A few days ago, one of my closest friends and spirit sister posted a poll on Facebook about what true love feels like.
Side Note: I had no clue that one can use gifs for the Facebook polls. I will have to try that sometime.
The options given were fire or home. Not too many individuals chimed in. Perhaps they were busy seeing what ratchet was going on in the world. Maybe they were too stumped to answer. Maybe they just didn't care. Whatever the case, the end result was disappointing.
I was invited to chime in on her blog, along with some fellow writers I've networked and collaborated with in the past. Yet, I declined. It goes beyond not being able to summarize in a bullet point paragraph my thoughts. I have to peel back the personal layers, the core of me, to give my most authentic answer.
Here goes everything.
When I was growing up, I was exposed to two appearances that marked examples of true love. One was the union of my grandparents. Although communication was slight, I could tell there was a reverence for what each person served in the relationship, a mutual respect. There was comfort in the stability. The other was the way of my mother and the way of the world. My mother's spirit always rang restless: always on the move, forever searching. She flocked to whoever excited her and fled once that person no longer did it for her. When it was great, her desire to do whatever was needed to solidify her mate increased exponentially. When it was horrible, limitless were the means to which she would seek her own form of justice and vengeance. People I've met through life also operated with their own set of passion, whether displayed through possession, public displays of affection, as well as sex being the pinnacle of proof that it was love incarnate.

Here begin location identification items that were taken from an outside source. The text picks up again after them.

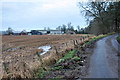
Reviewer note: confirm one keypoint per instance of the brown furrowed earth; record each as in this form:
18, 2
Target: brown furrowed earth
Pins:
19, 52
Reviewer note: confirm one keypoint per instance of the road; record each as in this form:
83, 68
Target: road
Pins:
104, 61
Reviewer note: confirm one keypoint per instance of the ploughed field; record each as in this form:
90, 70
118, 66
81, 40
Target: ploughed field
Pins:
19, 52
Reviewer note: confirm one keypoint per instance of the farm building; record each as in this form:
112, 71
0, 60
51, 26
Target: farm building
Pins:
40, 32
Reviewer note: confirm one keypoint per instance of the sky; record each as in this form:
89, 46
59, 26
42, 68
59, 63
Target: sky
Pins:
44, 13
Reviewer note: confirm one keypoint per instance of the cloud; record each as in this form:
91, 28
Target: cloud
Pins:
44, 13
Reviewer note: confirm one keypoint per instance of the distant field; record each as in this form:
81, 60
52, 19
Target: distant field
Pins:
35, 40
20, 50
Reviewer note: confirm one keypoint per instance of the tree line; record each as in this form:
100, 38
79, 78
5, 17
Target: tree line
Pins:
102, 17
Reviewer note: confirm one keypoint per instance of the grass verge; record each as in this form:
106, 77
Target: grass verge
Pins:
118, 39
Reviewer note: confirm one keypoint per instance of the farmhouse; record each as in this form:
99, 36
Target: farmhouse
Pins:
42, 32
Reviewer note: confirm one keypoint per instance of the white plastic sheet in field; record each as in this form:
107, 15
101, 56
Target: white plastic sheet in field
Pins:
45, 49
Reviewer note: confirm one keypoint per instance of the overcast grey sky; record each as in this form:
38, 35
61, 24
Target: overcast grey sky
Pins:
37, 15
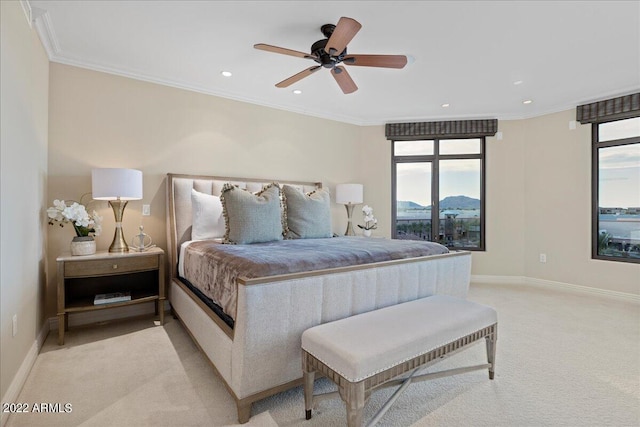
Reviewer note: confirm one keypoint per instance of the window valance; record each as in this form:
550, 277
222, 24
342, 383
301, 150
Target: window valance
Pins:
451, 129
622, 107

Was it fire, or was it home?
I've experienced relationships that rang with contentment. I was part of that crowd who had something (or someone) interesting to talk about. The discussions about intimacy I could not (and would not) dare bring up around my grandparents slid from my lips (and on paper) easily with females I considered comrades at the time. Because the roller coaster effect was absent, it echoed what I believed to be home.
Those few unions that were home on the outside felt a bit hotel-ish. Let me delve a bit deeper to see if this can make sense to you. Think of an Extended Stay Hotel. You know that it is a nice place to be and that it has all of the necessities for day-to-day activities. Yet, the feeling of belonging is absent because it isn't actually your primary residence. That is what some of them were. My heart was there doing its physical function, but the emotional glee which is gushed about in books or in movies was absent at best, manufactured at worst.
I had two romantic ventures where fire warmed my heart. The very first one was back in late 1999 but crashed a year later because we weren't on the same page in our relationship goals. The 2nd one was my marriage, whose death became official this year.
There was a brief yet possible spark with a person discovered in the pools of the dating market, but his words and his actions did not fully add up.
Oh, such a conundrum! Did the feeling of home lead to boredom and complacency? Did the feeling of fire lead to chaos and instability? Neither one of these could be accurate, yet it was my reality.
Was I being too greedy ... to want fire and home at the same time, within the same person?
For the longest, the answer was a booming yes.
These past few months, the universe has been sending different signals, like there is nothing wrong with the intersect of fire and home. Only time will tell if this current entity is just for a season or for a lifetime.